# Confidence / prediction intervals in multiple linear regression

J

#### Jon

I am trying to find some vba code / method of calculating the
confidence intervals for the mean of the dependent y and the
prediction interval for the dependent y in multiple linear regression
models. I want to calculate these in excel rather than a stats
package. Any code, ideas or suggestions for any online groups that
are more stats based would be welcome. Thanks.

G

#### Guest

Excel does not natively provide all the information necessary in a convenient
form. Therefore how much YOU understand of statistics is more to the point.
Absent information about the specific multiple regression model you want to
fit, I will have to assume that you understand basic linear algebra as well.
Sorry in advance if this is too heavy to slog through.

You will need to calculate the variance of an estimated point on the
multiple regression. Suppose X is the "design matrix" (the array that you
would pass to LINEST, augmented with a column of ones [unless you are not
fitting a constant term]). If b is the corresponding vector of coefficient
estimates (a column, and in reverse order to the LINEST output), then
=MMULT(X,b) gives the estimated multiple regression at your data points, i.e.
the same output as =TREND(known_y's,known_x's,,const). The predicted value
at a given point on the multiple regression would be =MMULT(v,b) where v is
the row of X corresponding to the point (if it is in the data set), or is
constructed similarly (if it is not in the data set). You will need D which
is calculated as
=MMULT(MMULT(v,MINVERSE(TRANSPOSE(X),X),TRANSPOSE(v))
The variance of an estimated point on the multiple regression is then
=D*MSE, where MSE is =sey^2 and sey is one of the quantities output by
=LINEST(known_y's,known_x's,const,TRUE). Similarly, the variance of a
predicted future point that follows the same multiple regression is
=(1+D)*MSE.

A 95% 2-sided confidence interval for a point on the multiple regression
line is then
=MMULT(v,b) +/- SQRT(D*MSE)*TINV(0.05,df)
A 95% 2-sided prediction interval for a new point that follows the multiple
regression is
=MMULT(v,b) +/- SQRT((1+D)*MSE)*TINV(0.05,df)

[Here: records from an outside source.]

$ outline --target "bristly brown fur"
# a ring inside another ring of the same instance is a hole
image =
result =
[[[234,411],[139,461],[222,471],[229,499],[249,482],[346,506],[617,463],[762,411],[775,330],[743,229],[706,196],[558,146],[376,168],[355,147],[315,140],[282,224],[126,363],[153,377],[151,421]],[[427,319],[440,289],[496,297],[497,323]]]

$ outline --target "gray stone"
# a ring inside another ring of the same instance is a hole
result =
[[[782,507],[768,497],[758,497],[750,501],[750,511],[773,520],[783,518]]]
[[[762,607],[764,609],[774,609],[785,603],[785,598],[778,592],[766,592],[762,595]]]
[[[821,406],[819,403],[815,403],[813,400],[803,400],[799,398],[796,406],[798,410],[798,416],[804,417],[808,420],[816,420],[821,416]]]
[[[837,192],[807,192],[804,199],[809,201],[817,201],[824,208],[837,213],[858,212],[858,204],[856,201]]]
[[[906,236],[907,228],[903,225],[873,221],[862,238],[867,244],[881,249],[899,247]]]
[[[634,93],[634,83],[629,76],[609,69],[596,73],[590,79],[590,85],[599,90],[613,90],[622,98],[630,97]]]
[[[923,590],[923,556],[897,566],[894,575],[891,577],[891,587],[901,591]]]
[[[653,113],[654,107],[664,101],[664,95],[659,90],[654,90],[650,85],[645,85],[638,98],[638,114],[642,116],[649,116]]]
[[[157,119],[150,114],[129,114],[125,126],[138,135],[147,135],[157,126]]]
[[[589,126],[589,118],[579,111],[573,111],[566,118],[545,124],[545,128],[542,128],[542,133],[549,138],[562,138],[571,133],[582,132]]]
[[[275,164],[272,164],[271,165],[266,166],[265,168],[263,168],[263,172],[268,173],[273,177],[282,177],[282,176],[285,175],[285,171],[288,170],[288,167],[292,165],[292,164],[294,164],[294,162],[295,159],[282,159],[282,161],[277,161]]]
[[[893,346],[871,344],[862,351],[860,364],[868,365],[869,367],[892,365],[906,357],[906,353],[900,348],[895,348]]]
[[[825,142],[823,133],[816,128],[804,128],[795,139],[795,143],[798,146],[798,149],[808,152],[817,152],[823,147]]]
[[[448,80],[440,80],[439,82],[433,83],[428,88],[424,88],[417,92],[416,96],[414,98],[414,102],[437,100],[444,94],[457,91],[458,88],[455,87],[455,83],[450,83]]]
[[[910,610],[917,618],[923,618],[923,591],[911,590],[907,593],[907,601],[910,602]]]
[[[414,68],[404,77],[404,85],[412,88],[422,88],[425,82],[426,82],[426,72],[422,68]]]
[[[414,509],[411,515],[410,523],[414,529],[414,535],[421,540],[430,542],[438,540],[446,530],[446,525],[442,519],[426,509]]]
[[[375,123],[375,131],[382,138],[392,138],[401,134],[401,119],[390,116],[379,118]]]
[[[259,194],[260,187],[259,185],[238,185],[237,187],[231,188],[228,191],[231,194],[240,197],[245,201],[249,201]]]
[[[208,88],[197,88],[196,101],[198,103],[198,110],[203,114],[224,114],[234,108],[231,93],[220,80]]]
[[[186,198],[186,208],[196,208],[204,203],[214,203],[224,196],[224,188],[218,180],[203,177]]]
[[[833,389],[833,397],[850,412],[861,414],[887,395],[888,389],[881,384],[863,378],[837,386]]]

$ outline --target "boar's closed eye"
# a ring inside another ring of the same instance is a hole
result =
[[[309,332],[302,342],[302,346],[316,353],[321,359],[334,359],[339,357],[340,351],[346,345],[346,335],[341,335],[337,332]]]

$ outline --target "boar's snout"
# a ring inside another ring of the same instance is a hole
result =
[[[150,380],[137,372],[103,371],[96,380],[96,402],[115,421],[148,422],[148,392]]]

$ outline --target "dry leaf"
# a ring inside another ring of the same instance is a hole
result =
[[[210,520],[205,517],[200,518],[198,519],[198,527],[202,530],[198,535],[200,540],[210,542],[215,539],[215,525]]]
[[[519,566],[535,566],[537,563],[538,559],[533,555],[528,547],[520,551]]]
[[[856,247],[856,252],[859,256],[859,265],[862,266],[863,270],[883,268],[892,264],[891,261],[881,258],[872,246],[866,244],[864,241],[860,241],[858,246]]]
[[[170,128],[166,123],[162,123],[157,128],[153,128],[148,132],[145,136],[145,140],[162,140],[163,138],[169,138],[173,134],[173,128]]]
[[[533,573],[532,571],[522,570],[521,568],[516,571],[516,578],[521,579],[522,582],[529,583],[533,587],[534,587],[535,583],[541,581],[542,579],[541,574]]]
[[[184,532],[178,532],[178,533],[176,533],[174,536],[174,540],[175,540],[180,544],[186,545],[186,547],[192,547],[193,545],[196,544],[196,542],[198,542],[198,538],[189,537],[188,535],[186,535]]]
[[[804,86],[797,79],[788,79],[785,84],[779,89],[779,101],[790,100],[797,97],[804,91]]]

Some simplification may be possible given knowledge of the particular
regression model that you want. For instance, with simple linear regression:
MSE reduces to STEYX(known_y's,known_x's)
=MMULT(v,b) reduces to
=FORECAST(x,known_y's,known_x's)
or equivalently to
=INTERCEPT(known_y's,known_x's) +x*SLOPE(known_y's,known_x's)
and D reduces to
=1/COUNT(known_x's) +(x-AVERAGE(known_x's))^2/DEVSQ(known_x's)

Jerry